House of the Dragon, the prequel to Game of Thrones, is an intense show that requires multiple trigger warnings. It’s got dragons, dismemberings, gratuitous sex scenes. But maybe the most horrifying thing about it is the wigs.

Because House of the Dragon focuses on the Targaryen family, the royal dynasty predisposed to incest, it requires the actors in that family to don the trademark platinum blonde tresses. This means that a lot of those actors are wearing wigs. And those wigs… aren’t very good.

Emma D’Arcy, Matt Smith and two wigs of varying quality in House of the Dragon. (Photo: HBO)

Wigs are commonplace in the screen industry. Sometimes an actor has to play a character who, shockingly enough, has different hair than their own, and it’s easier to achieve the desired hairstyle with a wig than by dyeing an actor’s hair, shaving it off, or spending hours styling it every day of the shoot. See: Every Nicole Kidman film ever. Yes, those are wigs.

I feel like I shouldn’t need to say this, but a good wig shouldn’t be obvious. The classic example of a good wig is Julianna Margulies’ in The Good Wife. It looks like it could feasibly grow out of her own head, because it’s a straight brown wig. A more current example would be Morfydd Clark, who plays Galadriel in The Lord of the Rings: The Rings of Power. Even though it’s deeply unlikely that anybody would have Galadriel’s waist-length blonde tresses, Clark at least looks like she could have hair like that. We buy it, even though her hair is about as realistic as… well, anything in Middle-earth.

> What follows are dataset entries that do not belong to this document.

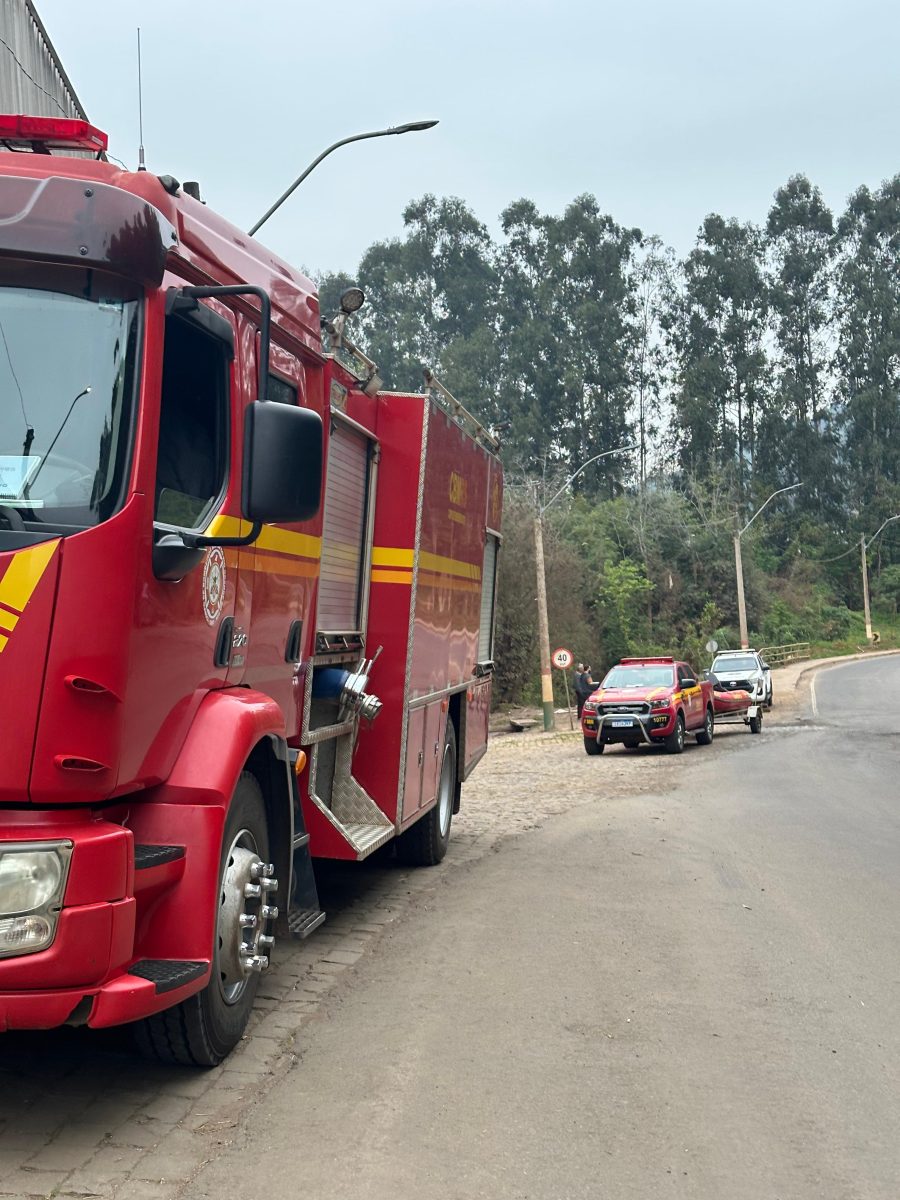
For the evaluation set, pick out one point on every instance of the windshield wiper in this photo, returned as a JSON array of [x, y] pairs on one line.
[[12, 517]]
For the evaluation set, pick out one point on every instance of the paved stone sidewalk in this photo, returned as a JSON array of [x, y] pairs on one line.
[[82, 1115]]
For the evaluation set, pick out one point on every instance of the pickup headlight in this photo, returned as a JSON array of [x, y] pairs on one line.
[[33, 881]]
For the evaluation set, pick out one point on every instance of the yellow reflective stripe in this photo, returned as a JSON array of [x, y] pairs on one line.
[[24, 574], [286, 541], [391, 556], [449, 565], [289, 543], [391, 576]]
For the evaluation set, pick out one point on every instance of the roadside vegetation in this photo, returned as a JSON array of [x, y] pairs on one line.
[[769, 355]]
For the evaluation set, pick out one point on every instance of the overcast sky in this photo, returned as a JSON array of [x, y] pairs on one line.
[[664, 111]]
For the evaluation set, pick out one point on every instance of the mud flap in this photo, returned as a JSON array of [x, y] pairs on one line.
[[304, 912]]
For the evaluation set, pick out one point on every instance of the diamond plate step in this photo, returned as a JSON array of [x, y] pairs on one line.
[[168, 973], [301, 922]]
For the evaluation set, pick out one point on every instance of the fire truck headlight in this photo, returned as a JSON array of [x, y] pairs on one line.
[[21, 935], [33, 881]]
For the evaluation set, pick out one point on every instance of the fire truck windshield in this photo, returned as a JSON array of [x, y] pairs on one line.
[[67, 367]]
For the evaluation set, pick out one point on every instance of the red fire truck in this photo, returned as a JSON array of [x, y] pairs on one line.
[[246, 601]]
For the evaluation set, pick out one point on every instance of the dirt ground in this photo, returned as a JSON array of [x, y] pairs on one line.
[[81, 1115]]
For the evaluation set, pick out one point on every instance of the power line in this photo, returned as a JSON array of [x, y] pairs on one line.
[[12, 369]]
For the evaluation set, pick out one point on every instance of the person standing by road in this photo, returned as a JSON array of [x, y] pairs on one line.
[[583, 684]]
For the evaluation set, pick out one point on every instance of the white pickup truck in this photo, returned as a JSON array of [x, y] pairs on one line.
[[744, 670]]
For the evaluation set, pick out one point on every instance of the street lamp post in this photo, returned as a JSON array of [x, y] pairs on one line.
[[739, 565], [863, 547], [409, 127], [543, 623]]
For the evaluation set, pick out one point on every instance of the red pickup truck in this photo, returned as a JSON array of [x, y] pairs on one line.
[[648, 702]]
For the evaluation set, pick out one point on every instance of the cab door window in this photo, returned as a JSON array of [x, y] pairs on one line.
[[192, 460]]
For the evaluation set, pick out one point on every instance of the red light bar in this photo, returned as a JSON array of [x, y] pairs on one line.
[[54, 132]]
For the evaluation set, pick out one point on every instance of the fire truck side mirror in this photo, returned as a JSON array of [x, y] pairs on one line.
[[282, 463]]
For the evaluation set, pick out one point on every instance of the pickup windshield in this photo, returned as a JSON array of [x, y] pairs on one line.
[[640, 677], [735, 663], [67, 369]]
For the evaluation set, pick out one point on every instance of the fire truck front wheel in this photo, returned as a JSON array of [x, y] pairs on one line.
[[202, 1030], [426, 843]]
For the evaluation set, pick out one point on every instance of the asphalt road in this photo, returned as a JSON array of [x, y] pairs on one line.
[[690, 994]]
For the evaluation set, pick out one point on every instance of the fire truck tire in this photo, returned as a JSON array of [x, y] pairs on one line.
[[675, 742], [205, 1027], [426, 843], [706, 735]]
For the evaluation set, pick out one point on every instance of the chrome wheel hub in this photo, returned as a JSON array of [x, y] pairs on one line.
[[244, 937]]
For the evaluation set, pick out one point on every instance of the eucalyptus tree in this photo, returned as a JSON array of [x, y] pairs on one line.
[[718, 333], [868, 357]]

Hugh Grant and Nicole Kidman’s wig in The Undoing (supplied)

Which brings us back to Game of Thrones. The problem with a bad wig is that it takes the viewer out of the scene. Even in a show where the dragons are obviously not real (sorry), a wig that doesn’t look like the actor’s hair is as distracting as a terrible accent. We’re not thinking about how fearsome Daemon Targaryen is, we’re thinking about the fact that Matt Smith looks like he is a cast member of TVNZ’s House of Drag, not HBO’s House of the Dragon.

This Vox explainer is a great insight into the production issues that might play into wigs being bad, including a lack of budget, a lack of time, or simply a lack of care taken when applying the wigs. However, I propose another theory: the problem isn’t just the wigs or how they’re laid atop the head. The problem is us.

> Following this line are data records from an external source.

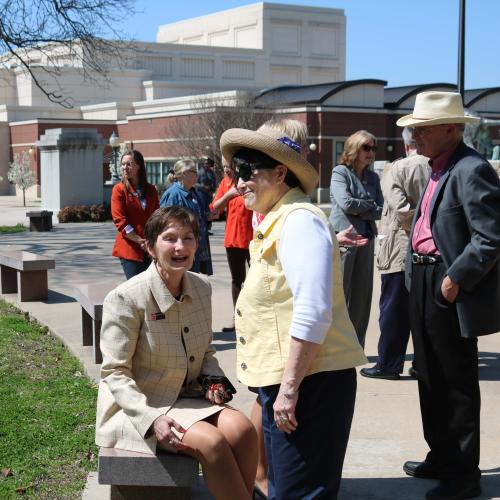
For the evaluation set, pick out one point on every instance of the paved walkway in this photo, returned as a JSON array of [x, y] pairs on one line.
[[386, 429]]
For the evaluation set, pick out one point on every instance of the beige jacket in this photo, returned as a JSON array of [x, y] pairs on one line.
[[151, 343], [264, 308], [402, 184]]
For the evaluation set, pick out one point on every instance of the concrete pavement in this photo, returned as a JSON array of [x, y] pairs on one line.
[[386, 429]]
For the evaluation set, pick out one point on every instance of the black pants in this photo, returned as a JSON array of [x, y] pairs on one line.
[[307, 464], [237, 259], [448, 379], [394, 322]]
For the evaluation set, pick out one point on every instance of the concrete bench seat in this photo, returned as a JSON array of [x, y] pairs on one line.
[[90, 297], [25, 273], [139, 476]]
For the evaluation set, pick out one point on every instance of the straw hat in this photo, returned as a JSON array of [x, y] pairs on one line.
[[275, 144], [436, 108]]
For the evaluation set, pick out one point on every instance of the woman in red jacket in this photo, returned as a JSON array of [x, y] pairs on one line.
[[239, 231], [133, 201]]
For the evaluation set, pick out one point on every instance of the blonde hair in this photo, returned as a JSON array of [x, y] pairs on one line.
[[293, 129], [353, 144], [179, 168]]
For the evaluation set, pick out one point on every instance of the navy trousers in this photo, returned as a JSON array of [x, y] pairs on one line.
[[394, 322], [307, 464]]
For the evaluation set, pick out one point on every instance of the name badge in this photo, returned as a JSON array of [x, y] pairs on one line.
[[157, 316]]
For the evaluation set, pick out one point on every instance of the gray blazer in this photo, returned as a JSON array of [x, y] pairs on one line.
[[355, 201], [465, 225]]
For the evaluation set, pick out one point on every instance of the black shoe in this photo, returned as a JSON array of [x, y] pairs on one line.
[[258, 494], [374, 372], [455, 489], [423, 470]]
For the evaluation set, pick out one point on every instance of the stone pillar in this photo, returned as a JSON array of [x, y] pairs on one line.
[[71, 167]]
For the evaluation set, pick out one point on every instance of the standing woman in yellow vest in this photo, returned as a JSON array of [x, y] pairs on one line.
[[295, 342]]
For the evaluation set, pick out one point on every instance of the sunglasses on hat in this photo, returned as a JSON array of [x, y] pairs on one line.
[[244, 171]]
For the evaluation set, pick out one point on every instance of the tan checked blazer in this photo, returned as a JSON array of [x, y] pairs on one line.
[[151, 343]]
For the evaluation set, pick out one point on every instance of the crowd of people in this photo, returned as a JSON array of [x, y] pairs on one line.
[[302, 315]]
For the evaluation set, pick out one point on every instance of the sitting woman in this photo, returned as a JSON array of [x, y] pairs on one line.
[[161, 385]]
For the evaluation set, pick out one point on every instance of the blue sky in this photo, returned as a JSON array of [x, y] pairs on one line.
[[402, 41]]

A wig could be the best wig ever made, laid by literal angels, and it’d still register as a bad wig because… we know that’s not what Matt Smith’s hair looks like. Matt Smith has been around in the public eye for a couple of largely wigless decades. We know his hair definitely isn’t platinum blond, and even if it was, it definitely wouldn’t start at that hairline.

Way back when Game of Thrones started, Emilia Clarke could get away with the Targaryen tresses because we didn’t know who Emilia Clarke was. That allowed for just enough suspension of disbelief for us to accept that it was her actual hair, and then Daenerys was all good to go. The actual quality of the wig doesn’t matter so much – it just has to look plausible.

If we expect to see fake hair, we’re much more lenient. Take early-00s spy show Alias. It requires Jennifer Garner, as Sydney Bristow, to don many wigs and take on various disguises. We, the audience, know this is not Jennifer Garner’s real hair, so we’re a lot more forgiving. It also helps that these wigs are generally good, and tend to be part of a disguise intended to make Sydney Bristow not look like Jennifer Garner, to which I say: mission accomplished.

A more extreme example is RuPaul’s Drag Race. We know there are going to be wigs. We know we’re not seeing a contestant’s real hair, ever. The wig doesn’t have to do the heavy-lifting of keeping up an illusion, it just needs to match whatever the queen is trying to sell us.

Thus the problem, I believe, is not the actual wigs but how much is being asked of them. A wig is a beautiful piece of hair artistry that can transform a person’s entire look. It is not, however, a memory-erasing, reality-bending tool. No wig is good enough to make us forget that pretty much nobody has hair like a Targaryen, and especially not Paddy Considine. 

Wigs are meant to be laid, not to bear a heavy load. The right wig on the right head? Perfect, we don’t even notice. Wrong wig on the wrong head? It’s all we’re talking about.